During the years of World War I American writer Ernest Hemingway left for Europe, took part in the War and was seriously injured. In September 1922 by assignment of the Canadian “Toronto Daily Star” newspaper’s editorial office, Hemingway left for Turkey as a reporter.
In September 1922 the Kemalist troops organized a real carnage in Smyrna, setting on fire the Armenian and Greek quarters. The aim was to terrorize the Christian population of the city and made them to leave it. The districts were covered with the corpses of Armenians and Greeks. Those, who tried to survive and be saved by Italian, British and American worship witnessing the fire, were sunk in the sea. The author was shocked by the atrocities organized by the Turkish government, sufferings of Armenians and Greeks living in Smyrna. In a short Story collection “In our Time” printed in 1925, in a short story called “On the Quai at Smyrna”, where Hemingway wrote.
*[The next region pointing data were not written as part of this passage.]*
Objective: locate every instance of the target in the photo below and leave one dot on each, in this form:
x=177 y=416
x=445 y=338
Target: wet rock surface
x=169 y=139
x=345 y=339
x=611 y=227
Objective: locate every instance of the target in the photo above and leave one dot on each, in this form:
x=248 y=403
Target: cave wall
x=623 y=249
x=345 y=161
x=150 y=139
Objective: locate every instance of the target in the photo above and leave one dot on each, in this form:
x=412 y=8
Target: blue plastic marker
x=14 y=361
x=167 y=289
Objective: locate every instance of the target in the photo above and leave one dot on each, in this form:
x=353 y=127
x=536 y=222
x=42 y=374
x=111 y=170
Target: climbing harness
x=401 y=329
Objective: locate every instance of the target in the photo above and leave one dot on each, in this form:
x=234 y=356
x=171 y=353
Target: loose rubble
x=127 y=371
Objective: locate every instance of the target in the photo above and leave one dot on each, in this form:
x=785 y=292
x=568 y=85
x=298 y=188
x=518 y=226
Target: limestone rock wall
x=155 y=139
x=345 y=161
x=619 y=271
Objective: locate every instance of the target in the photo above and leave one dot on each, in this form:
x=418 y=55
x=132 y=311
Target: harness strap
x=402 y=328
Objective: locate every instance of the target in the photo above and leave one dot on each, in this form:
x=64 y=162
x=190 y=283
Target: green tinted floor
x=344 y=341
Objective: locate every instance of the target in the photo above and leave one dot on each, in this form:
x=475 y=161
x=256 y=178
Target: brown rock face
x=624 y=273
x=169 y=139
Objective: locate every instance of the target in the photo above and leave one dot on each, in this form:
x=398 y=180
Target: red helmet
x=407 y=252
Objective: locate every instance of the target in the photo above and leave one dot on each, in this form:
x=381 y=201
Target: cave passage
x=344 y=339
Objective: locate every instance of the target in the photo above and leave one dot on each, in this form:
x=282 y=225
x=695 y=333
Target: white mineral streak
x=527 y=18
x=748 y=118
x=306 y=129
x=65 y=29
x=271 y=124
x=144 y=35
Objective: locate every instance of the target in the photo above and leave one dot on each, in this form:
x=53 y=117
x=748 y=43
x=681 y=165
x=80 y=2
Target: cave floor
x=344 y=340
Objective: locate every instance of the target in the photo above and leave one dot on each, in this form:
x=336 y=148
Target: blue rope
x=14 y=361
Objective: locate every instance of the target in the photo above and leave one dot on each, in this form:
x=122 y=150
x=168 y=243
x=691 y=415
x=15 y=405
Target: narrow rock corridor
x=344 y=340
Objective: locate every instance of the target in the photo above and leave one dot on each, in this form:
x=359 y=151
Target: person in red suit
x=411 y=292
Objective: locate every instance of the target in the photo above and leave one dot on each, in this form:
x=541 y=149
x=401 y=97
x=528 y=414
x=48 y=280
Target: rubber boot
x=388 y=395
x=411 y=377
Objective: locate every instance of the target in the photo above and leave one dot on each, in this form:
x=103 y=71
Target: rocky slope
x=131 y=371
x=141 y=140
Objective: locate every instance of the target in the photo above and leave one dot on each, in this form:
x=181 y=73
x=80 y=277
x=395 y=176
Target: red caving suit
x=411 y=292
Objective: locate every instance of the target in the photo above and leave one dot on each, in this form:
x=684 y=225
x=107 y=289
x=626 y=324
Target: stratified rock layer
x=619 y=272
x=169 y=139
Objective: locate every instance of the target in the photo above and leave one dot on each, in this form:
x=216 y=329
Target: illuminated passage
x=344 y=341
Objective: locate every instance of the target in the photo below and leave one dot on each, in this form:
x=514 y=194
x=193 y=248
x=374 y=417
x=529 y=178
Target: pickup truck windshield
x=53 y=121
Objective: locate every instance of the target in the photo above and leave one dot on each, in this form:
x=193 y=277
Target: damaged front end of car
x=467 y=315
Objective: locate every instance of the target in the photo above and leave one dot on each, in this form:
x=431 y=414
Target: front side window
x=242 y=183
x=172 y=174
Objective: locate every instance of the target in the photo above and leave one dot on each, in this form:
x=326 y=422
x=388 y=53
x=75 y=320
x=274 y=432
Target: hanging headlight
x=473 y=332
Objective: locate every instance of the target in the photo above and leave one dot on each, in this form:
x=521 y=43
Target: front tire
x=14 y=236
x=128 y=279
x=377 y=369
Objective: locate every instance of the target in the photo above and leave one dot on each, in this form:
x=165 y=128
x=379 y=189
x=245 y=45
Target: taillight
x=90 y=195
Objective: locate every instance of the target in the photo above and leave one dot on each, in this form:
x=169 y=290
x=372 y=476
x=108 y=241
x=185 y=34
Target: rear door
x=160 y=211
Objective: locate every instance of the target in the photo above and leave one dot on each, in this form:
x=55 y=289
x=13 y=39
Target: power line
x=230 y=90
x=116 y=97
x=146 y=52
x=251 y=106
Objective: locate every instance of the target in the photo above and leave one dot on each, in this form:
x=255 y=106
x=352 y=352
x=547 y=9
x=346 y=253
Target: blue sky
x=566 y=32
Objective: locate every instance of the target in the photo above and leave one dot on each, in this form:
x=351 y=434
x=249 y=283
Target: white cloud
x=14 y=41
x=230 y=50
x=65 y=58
“… It’s impossible to convince them to give the death children back. About 6 days they kept death children and didn’t give them. We couldn’t do anything. We had to snatch them from Turks... All of them were on the cliff, and the scene was not like an earthquake or something like that, it was something else, they could never understand Turks. They could never know what was going to do the old Turk…
… I can’t forget the port of Smyrna. The waters of Smyrna were full of everything. It was the first time in my life, that in the night I had nightmares. Maternity women weren’t as terrible, as those whose children were death. With them it was easier. It was astonishing that few people died”.
In 1954 Ernest Hemingway received the Nobel Prize in Literature.